MAM2000 (Essays/SciAm)

A hypercube has four dimensions but a display screen has only two. It is therefore convenient to stipulate that the first two dimensions, or coordinates, of the hypercube correspond to the screen coordinates. The simplest method for dealing with the third and fourth dimensions of the hypercube is to ignore them. The display technique I shall describe does just that, but it can be enhanced and the resulting object can be projected in nearly demonic complexity-by making both the third and fourth dimensions somewhat more apparent.

To display a skeletal version of the hypercube, the program need only display its edges. Since the hypercube has 32 edges, the display section of HYPERCUBE need only draw the appropriate lines between 32 pairs of vertexes. But in what order? There are almost infinitely many possibilities, and so the answer is perhaps a matter of aesthetic and personal choice. Nevertheless, it is hard to resist drawing the edges as an Euler trail, after the mathematician Leonhard Euler. A pencil can trace such a trail on paper without being lifted from the paper and without tracing any line more than once. Consecutive edges of the hypercube drawn as an Euler trail have a common vertex.

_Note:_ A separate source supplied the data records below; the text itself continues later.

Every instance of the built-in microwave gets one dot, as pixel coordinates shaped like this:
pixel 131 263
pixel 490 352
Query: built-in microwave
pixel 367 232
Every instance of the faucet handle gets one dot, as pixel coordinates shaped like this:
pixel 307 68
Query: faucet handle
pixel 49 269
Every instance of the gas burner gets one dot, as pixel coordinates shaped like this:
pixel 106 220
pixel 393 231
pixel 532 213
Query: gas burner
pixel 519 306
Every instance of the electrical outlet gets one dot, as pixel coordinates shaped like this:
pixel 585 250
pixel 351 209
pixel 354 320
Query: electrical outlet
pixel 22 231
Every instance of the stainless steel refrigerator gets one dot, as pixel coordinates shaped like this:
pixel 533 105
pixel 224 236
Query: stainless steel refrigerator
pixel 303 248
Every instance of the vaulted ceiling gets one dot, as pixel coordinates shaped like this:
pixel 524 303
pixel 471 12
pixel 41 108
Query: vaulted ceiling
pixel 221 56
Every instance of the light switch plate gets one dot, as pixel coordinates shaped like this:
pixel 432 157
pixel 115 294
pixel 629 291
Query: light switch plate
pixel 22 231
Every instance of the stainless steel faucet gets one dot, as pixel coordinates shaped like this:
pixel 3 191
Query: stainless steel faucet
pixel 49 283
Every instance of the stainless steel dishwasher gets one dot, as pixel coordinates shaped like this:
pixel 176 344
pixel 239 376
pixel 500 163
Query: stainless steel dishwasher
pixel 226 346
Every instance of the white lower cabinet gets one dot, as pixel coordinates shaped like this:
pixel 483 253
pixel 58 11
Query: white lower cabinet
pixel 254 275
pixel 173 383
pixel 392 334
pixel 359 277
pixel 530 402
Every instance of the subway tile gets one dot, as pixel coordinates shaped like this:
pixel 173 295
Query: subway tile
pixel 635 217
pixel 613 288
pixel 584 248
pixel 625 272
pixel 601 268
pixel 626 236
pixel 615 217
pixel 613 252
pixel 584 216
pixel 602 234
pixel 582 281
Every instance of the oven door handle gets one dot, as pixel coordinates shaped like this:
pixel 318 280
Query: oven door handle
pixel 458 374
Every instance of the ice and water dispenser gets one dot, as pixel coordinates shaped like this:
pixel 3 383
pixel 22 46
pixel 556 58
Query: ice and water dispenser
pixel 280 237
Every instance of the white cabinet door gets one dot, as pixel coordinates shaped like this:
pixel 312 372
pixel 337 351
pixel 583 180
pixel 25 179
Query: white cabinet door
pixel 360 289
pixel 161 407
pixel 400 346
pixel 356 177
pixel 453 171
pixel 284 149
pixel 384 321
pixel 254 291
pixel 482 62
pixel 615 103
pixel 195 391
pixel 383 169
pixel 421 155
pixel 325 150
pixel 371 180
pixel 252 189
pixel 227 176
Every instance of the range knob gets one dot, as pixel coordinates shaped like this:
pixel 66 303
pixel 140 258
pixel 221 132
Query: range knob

Round, through, up and down races the Euler trail as it is drawn through the vertexes. Here is one that strikes me as quite pretty, given by the numbered vertexes of the hypercube connected in the following sequence: 0, 1, 3, 2, 6, 14, 10, 8, 9, 11, 3, 7, 15, 14, 12, 13, 9, 1, 5, 7, 6, 4, 12, 8, 0, 4, 5, 13, 15, 11, 10, 2, 0. These vertexes are stored in an array called trail with index i — the ith vertex in the sequence of 33 vertexes is designated trail(i). For each value of i there are instructions for looking up the first and second coordinates of both trail(i) and trail(i + 1). The line-drawing command in one's programming language must then be invoked to connect the two points, The lookup and the line drawing are embedded in a single loop with index i, which draws a line from each vertex in the sequence to the next.